The New York credit property insurance regulations requires insurers to file rates that reflect estimated loss ratios of 55%. For the 1995 to 1997 period, the actual New York credit property insurance loss ratio was 31.6%, well below the 55% target.

North Carolina

Statutes and Regulations

North Carolina statutes allow credit property insurance to be written in connection with either any consumer credit installment sales contract or any loan of less than 15 years duration. Credit property insurance is defined as "insurance of the personal household property of the debtor against loss." Personal household property is considered "household furniture, furnishings, and appliances designed for household use . . .." In contrast to the New York definition, the North Carolina definition of household property gives creditors greater opportunity to take security interests in the borrower’s household goods.

Lenders must inform borrowers of the option of providing insurance from other sources if credit insurance is required. While the intention here is sound, a better implementation would be to require lenders to find out if the consumer has alternative coverage and then prohibit the sale of credit property insurance if alternative coverage exists.

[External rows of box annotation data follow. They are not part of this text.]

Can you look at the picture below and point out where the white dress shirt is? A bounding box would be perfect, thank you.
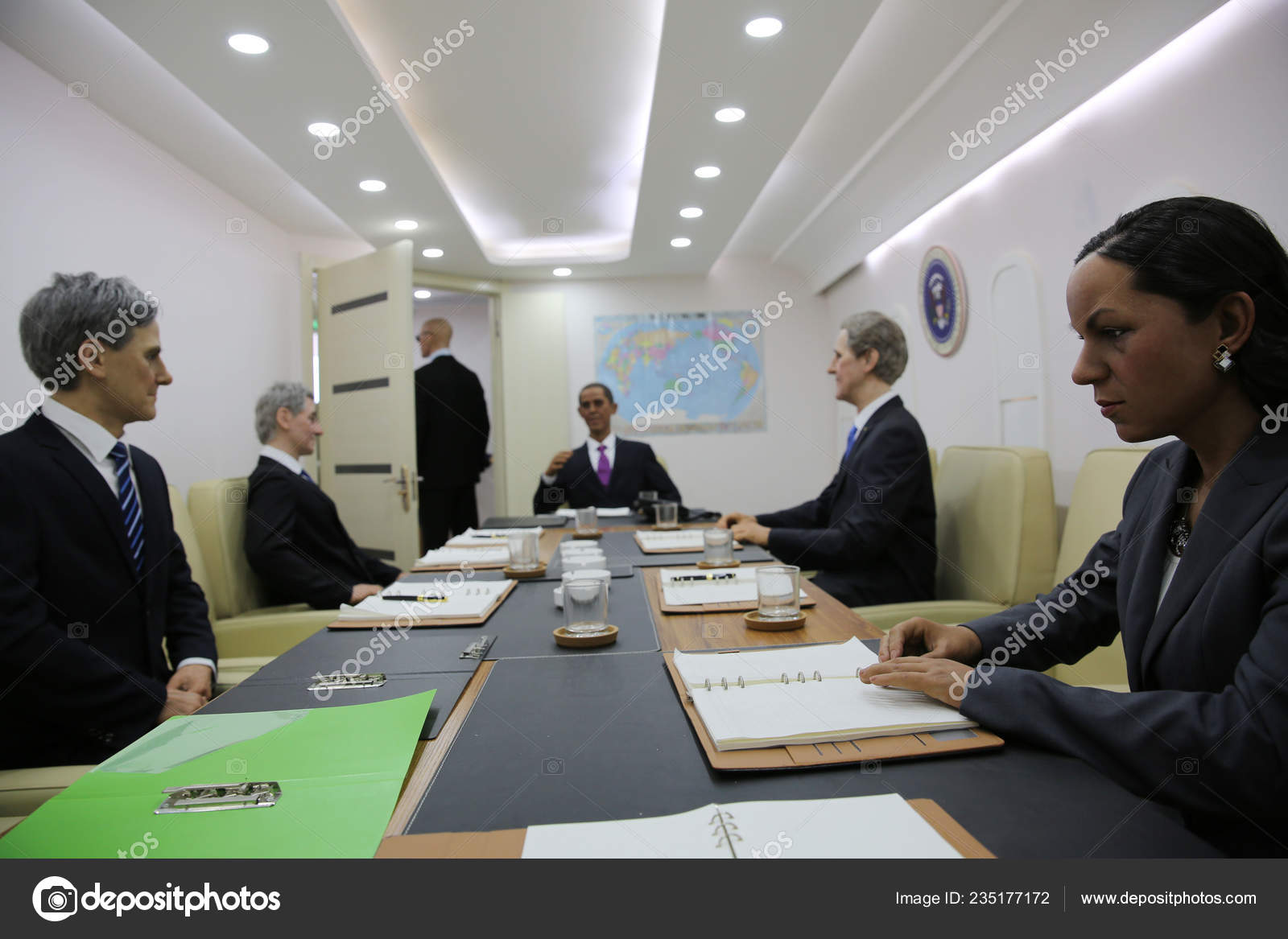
[541,433,617,486]
[854,390,894,443]
[259,443,304,476]
[40,398,217,677]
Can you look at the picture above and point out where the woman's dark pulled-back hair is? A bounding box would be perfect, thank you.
[1074,196,1288,408]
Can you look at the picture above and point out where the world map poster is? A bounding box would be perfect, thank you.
[595,311,765,434]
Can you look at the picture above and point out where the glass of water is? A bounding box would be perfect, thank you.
[654,502,680,528]
[756,564,801,620]
[702,528,733,564]
[505,532,541,570]
[564,577,608,636]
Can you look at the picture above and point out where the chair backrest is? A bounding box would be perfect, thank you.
[188,476,266,618]
[166,486,214,605]
[935,447,1056,605]
[1055,447,1149,581]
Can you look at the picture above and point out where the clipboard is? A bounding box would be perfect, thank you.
[634,528,743,554]
[376,799,997,858]
[662,643,1005,770]
[327,581,518,630]
[644,568,818,616]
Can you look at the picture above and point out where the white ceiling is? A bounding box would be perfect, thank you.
[0,0,1220,290]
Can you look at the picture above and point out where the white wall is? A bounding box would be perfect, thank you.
[412,290,498,521]
[826,0,1288,502]
[502,259,852,513]
[0,45,369,491]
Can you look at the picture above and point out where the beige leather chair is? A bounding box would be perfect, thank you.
[1047,447,1149,692]
[854,447,1056,630]
[0,766,94,832]
[187,478,336,684]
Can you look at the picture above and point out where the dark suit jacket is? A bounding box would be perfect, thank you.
[532,437,681,515]
[416,356,492,489]
[0,414,217,769]
[756,395,935,607]
[245,456,402,609]
[961,433,1288,854]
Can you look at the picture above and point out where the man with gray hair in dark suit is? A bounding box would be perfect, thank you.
[716,311,936,607]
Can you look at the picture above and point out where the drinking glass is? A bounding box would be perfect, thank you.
[564,577,608,635]
[756,564,801,620]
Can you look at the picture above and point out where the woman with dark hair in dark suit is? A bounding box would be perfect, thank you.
[863,197,1288,855]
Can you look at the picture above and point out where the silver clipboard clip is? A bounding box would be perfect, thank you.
[308,671,385,692]
[461,636,492,658]
[152,782,282,815]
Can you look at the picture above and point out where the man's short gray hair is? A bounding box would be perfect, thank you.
[18,270,157,393]
[841,311,908,385]
[255,381,313,443]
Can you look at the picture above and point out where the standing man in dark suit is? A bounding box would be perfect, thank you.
[532,382,680,515]
[245,381,402,609]
[416,318,492,550]
[0,273,217,769]
[716,313,935,607]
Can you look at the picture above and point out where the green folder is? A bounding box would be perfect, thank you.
[0,692,434,858]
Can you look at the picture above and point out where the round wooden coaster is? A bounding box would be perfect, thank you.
[554,626,617,649]
[501,564,546,581]
[742,611,805,632]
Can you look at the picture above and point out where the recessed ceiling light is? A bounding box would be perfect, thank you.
[745,17,783,39]
[228,32,268,56]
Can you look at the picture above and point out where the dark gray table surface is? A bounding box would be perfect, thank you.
[407,654,1219,858]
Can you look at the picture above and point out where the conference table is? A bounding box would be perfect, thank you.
[219,519,1221,858]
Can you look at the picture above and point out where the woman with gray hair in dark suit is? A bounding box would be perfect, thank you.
[863,197,1288,855]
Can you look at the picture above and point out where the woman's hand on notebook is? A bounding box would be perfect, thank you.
[877,616,984,665]
[859,656,975,707]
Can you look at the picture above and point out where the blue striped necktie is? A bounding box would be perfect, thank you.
[841,426,859,463]
[112,440,143,575]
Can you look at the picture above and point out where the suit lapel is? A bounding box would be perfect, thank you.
[1132,434,1288,671]
[28,414,135,577]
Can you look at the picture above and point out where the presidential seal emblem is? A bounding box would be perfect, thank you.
[919,246,966,356]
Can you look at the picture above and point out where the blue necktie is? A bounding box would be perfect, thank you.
[841,427,859,463]
[112,440,143,575]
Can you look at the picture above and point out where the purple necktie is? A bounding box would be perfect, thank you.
[595,443,613,489]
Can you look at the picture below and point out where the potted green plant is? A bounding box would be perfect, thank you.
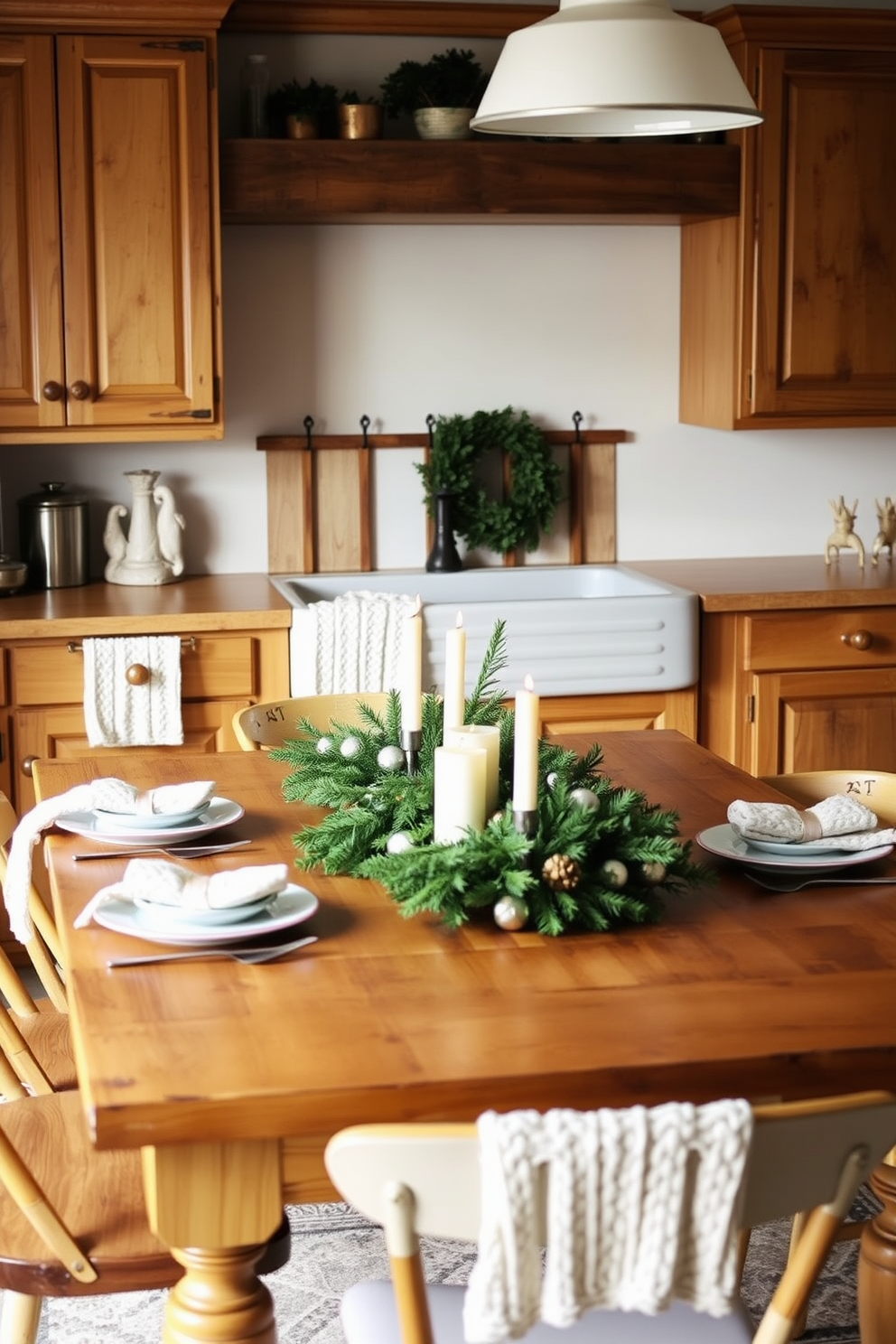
[267,79,337,140]
[336,89,383,140]
[380,47,488,140]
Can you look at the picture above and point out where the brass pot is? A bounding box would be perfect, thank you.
[286,112,317,140]
[337,102,383,140]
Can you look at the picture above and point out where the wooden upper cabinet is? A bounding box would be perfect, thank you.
[680,8,896,429]
[0,35,221,443]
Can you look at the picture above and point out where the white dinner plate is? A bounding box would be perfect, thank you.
[56,798,246,845]
[94,884,318,947]
[697,823,893,873]
[94,802,209,831]
[135,894,276,929]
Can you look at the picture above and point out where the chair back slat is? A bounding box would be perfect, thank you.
[232,691,388,751]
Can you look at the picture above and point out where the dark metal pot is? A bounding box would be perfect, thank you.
[19,481,90,589]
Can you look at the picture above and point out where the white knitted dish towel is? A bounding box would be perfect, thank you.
[82,634,184,747]
[3,779,215,942]
[74,859,287,929]
[308,592,414,695]
[728,793,896,849]
[463,1099,752,1344]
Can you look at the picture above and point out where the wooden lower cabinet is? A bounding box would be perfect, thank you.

Premium Calculations and Rate Standards

North Carolina is unusual in that the statute contains maximum credit property insurance rates. The maximum rates are $.87 per year per $100 of insured value for single interest coverage and $1.31 per year per $100 of insured value for dual interest coverage. These values correspond to $.725 per $1000 per month and $1.09 per thousand per month, respectively. This conversion allows comparison to the Missouri rates of $1.85 per thousand per month and the Alabama rate of $3.00 per thousand per month. North Carolina had one of the highest credit property insurance loss ratios for the 1995-97 period at 39%. However, the credit property loss ratio dropped from over 60% in 1996 to about 26% in 1997.

North Carolina allows a non-refundable origination charge to be added to the cost of each credit property insurance transaction. There is no fee if the insured valued is $250 or less. The fee is $1 for insured value greater than $250 but less than or equal to $500 and $3 for insured value greater than $500. It is unclear if these fees are considered premium for purposes of calculating loss ratios.

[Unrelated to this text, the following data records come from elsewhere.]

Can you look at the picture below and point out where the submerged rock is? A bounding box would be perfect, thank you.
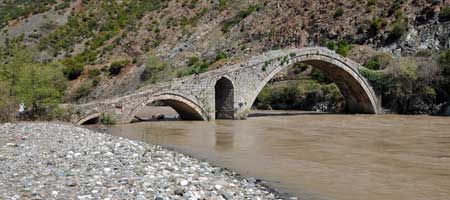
[0,123,277,200]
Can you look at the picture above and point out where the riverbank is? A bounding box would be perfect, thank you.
[0,123,280,200]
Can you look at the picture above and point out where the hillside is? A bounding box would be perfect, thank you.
[0,0,450,119]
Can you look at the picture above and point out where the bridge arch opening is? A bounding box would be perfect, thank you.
[75,113,100,125]
[214,77,234,119]
[252,52,382,114]
[128,94,207,122]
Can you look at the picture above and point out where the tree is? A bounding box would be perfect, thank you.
[0,44,66,121]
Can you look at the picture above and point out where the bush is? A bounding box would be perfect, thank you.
[386,21,408,44]
[141,55,168,84]
[336,40,352,57]
[186,57,200,67]
[333,8,344,18]
[63,58,84,80]
[0,44,66,120]
[108,60,130,76]
[359,68,391,93]
[100,113,116,125]
[74,83,93,100]
[88,68,102,79]
[439,6,450,22]
[367,0,377,6]
[222,5,260,33]
[326,41,336,51]
[439,49,450,78]
[212,51,227,63]
[368,17,383,36]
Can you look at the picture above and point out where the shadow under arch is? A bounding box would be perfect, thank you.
[214,76,234,119]
[75,113,101,126]
[127,93,208,122]
[251,48,383,114]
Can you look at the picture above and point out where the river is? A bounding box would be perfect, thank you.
[108,111,450,200]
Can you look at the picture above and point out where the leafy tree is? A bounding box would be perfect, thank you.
[0,44,66,120]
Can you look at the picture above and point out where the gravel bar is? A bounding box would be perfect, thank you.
[0,122,281,200]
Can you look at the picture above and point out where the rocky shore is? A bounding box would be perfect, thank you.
[0,123,280,200]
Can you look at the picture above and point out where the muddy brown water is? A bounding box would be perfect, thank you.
[108,109,450,200]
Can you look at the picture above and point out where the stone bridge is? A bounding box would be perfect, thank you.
[66,47,383,125]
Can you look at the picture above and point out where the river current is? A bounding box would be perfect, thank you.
[104,111,450,200]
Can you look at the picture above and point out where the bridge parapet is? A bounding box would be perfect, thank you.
[71,47,382,124]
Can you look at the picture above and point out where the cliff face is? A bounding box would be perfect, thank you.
[0,0,450,104]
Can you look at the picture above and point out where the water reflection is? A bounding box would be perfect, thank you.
[109,112,450,200]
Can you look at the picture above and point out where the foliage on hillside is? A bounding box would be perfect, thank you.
[0,0,450,119]
[0,38,66,121]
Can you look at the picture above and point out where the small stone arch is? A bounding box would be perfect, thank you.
[250,48,383,114]
[127,93,208,122]
[214,76,234,119]
[75,113,101,126]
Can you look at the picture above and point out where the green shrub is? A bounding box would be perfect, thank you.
[222,5,260,33]
[218,0,228,11]
[186,57,200,67]
[367,0,377,6]
[212,51,227,63]
[63,58,84,80]
[386,21,408,44]
[141,55,168,84]
[108,60,130,76]
[88,68,102,79]
[368,17,383,36]
[439,49,450,76]
[326,41,336,51]
[336,40,352,57]
[333,7,344,18]
[359,68,391,93]
[439,6,450,22]
[100,113,116,125]
[74,83,94,100]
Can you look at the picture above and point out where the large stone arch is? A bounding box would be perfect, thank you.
[250,48,383,114]
[214,76,234,119]
[75,113,101,125]
[127,93,208,122]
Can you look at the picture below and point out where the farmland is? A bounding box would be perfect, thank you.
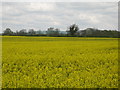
[2,36,118,88]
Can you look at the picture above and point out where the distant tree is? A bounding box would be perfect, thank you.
[28,29,35,35]
[3,28,13,35]
[67,24,79,36]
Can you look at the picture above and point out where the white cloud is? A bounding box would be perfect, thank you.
[3,2,118,30]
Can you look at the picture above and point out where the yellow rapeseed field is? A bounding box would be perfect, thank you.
[2,36,118,88]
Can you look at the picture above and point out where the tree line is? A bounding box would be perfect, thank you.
[2,24,120,38]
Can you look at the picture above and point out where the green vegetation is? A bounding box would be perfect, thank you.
[2,36,118,88]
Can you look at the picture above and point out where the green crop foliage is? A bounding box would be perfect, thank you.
[2,36,118,88]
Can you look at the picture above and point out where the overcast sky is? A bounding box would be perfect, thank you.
[2,2,118,31]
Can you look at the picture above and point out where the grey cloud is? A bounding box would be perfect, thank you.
[2,2,118,30]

Insurers are required to submit detailed premium, exposure and loss experience to the insurance department. While the requirements by individual insurance departments for statistical reporting is not as important now because of the reporting of credit insurance experience to the NAIC in the Annual Statement Credit Insurance Experience Exhibit, more detailed reporting for credit property insurance is necessary and valuable. The availability of information to evaluate credit insurance loss experience, expenses and profits is essential for informed discussion of credit insurance rates and regulation.

Pennsylvania

Statutes and Regulations

Under Pennsylvania statutes, credit insurance is regulated as inland marine insurance. However, Pennsylvania insurance regulations provided for specific regulation of credit property insurance. Credit property insurance is defined as "insurance covering personal property pledged by debtors as collateral to secure a loan or persona property purchased by a credit transaction." Personal property is defined only as property used for personal use, not include mobile homes or motor vehicles.

While both single and dual interest policies may be written, Pennsylvania was alone among the states surveyed in prohibiting borrowers from being charged for single interest coverage. This is a major consumer protection, recognizing that debtors should not be charged for coverage that protects only the lender’s interest. On the other hand, Pennsylvania has no credit property rate regulation.

Premium Calculations and Rate Standards

Regulations limit premium calculation to the cash value of personal property purchased, preventing the sale of coverage in excess of the underlying collateral. Further, credit insurance may not be sold if a borrower has equivalent and valid insurance on the good serving as collateral. If a borrower pays off the debt early, here or she is entitled to a pro rata refund of all insurance premiums.